The Archbishop-elect of Glasgow, Philip Tartaglia, has said he wishes he had ‘never alluded’ to the death of late gay MP David Cairns being linked to his sexuality when he spoke at a debate on religious freedom.
Due to be enthroned as an archbishop in early September, the Bishop of Paisley told the magazine of the Archdiocese, Flourish, he was sorry for the offence caused by his suggestion that the MP’s untimely death from acute pancreatitis was linked in some way to his homosexuality.
He had been speaking at the University of Oxford in April in response to a question by the ‘gay cure’ Christian psychotherapist Lesley Pilkington.
He said: “Recently in Scotland there was a gay Catholic MP who died at the age of 44 or so, and nobody said anything, and why his body should just shut down at that age? Obviously he could have had a disease that would have killed anybody.

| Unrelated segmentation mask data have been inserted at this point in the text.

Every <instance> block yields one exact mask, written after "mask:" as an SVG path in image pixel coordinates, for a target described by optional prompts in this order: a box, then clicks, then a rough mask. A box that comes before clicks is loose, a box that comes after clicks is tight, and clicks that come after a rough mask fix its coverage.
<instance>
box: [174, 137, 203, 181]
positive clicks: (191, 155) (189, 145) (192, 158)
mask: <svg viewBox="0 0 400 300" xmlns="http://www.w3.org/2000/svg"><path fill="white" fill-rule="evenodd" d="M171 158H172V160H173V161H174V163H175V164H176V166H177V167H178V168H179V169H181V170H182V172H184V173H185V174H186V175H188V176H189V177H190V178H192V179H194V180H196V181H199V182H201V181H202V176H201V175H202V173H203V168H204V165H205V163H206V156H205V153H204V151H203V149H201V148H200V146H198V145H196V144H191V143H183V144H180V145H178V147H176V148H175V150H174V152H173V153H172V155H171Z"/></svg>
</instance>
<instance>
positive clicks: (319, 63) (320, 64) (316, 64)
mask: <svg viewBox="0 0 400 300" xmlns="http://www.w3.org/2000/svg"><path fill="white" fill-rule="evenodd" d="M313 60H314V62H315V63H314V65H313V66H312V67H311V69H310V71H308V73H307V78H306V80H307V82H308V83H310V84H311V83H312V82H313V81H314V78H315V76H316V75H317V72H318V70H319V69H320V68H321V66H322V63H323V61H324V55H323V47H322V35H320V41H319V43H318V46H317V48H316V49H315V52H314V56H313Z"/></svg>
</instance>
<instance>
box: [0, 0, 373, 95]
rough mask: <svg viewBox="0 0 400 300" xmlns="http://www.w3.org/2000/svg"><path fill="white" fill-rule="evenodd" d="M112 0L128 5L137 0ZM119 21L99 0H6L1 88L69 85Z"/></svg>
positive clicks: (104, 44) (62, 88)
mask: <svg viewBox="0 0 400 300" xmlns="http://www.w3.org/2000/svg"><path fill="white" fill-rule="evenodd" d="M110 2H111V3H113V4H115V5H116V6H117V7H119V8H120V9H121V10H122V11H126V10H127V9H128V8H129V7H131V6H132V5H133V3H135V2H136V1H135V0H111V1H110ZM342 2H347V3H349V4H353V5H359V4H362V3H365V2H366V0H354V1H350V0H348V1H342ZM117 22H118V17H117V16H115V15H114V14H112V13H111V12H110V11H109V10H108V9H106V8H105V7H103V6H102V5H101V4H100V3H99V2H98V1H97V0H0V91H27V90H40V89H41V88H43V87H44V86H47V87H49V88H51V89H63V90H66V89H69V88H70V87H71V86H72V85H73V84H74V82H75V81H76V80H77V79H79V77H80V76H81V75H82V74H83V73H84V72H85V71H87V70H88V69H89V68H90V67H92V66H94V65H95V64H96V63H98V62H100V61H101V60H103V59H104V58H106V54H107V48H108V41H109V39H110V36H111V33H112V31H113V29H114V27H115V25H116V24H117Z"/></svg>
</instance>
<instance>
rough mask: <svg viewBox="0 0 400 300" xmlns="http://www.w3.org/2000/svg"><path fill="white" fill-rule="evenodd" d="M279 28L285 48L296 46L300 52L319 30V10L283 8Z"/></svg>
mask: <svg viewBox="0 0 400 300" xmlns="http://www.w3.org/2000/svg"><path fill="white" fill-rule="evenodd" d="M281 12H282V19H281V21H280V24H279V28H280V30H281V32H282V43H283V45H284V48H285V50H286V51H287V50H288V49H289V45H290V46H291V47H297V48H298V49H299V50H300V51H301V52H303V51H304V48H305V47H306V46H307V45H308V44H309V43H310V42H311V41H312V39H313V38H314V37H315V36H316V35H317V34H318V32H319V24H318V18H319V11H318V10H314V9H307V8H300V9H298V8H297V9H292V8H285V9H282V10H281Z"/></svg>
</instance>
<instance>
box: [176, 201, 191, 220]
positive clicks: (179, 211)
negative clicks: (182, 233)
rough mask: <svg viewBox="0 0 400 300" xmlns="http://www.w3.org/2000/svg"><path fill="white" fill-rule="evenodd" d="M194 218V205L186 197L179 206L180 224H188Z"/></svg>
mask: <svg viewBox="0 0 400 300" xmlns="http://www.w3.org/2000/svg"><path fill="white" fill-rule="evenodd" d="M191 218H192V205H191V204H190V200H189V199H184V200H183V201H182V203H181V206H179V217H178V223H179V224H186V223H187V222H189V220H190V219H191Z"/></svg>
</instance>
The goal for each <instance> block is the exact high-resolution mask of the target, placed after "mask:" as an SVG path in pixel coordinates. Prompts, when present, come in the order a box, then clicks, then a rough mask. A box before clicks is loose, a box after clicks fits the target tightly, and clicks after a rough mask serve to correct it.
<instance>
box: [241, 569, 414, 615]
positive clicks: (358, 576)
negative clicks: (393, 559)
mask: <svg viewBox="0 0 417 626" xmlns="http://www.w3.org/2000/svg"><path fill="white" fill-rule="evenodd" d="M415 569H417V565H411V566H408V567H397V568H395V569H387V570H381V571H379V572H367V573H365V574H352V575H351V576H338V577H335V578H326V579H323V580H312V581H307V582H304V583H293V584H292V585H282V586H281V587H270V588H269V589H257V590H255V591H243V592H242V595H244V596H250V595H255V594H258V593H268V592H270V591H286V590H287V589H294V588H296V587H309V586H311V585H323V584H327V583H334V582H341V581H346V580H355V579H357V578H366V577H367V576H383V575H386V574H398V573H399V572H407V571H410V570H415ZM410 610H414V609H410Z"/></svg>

“But you seem to hear so many stories about this kind of thing, but society won’t address it. You’re right, Lesley, thank you.”
His comments came to light shortly after the Scottish government’s announcement that they will legislate to allow two people of the same sex to be married.
In media interviews, the Scottish Catholic Church’s spokesman Peter Kearney continued to claim there was “a link between same-sex sexual practice and early death”, saying there was an “overwhelming body of medical evidence” to corroborate his view.
Scottish Green Party co-convenor Patrick Harvie publicly called on Mr Kearney to substantiate the claim, following a similar call PinkNews.co.uk made in December 2011. Mr Kearney said he would respond by the end of last week but no reply has yet been received by Mr Harvie’s office.
Now, the Archbishop of Glasgow has told the archdiocesan paper he regretted the allusion to Mr Cairns, which the late MP’s partner said was “deeply painful” and which Labour leader Ed Miliband said was “wrong”.
In a front-page interview with the paper, he said: “Faith makes sense. It is Christ who inspires our hope and motivates our charity – and we shouldn’t be afraid to say so.”
“When our beliefs and practices are routinely ridiculed, the instinct is to keep the head down. That’s understandable. But, when you consider that Christ is the answer to humanity’s deepest longings and points the way for society to progress, we betray our essential calling as Christians if we fail to acknowledge him.”
But, the new Archbishop continued: “I wish I had never alluded to Mr Cairns. I am very sorry for the offence it caused. I have made a sincere apology and hope that it is accepted.”
About defending what the paper called ‘Christian teaching in the public square’, he added: “I would hope we can have reasoned and robust discussions while speaking in a respectful and civilised manner.”
The paper said he had been “embarrassed by the furore caused by his unguarded remark” about Mr Cairns’ death, but did not identify what the Archbishop’s comment was or that Mr Cairns was gay.
On page 3 of the paper, the priest from the church in which Bishop Tartaglia was baptised wrote a comment piece praising the appointment.
Canon Robert Hill said: “Archbishop-elect Tartaglia has already spoken out strongly on current issues, most recently challenging the Scottish Government over the issue of same sex marriage. I hope we’ll hear his voice on many other topics.”
He added: “We need to hear messages that challenge, offer hope, consolation and good news. Bishops should be voices that proclaim a consistent message, whether welcome or unwelcome.”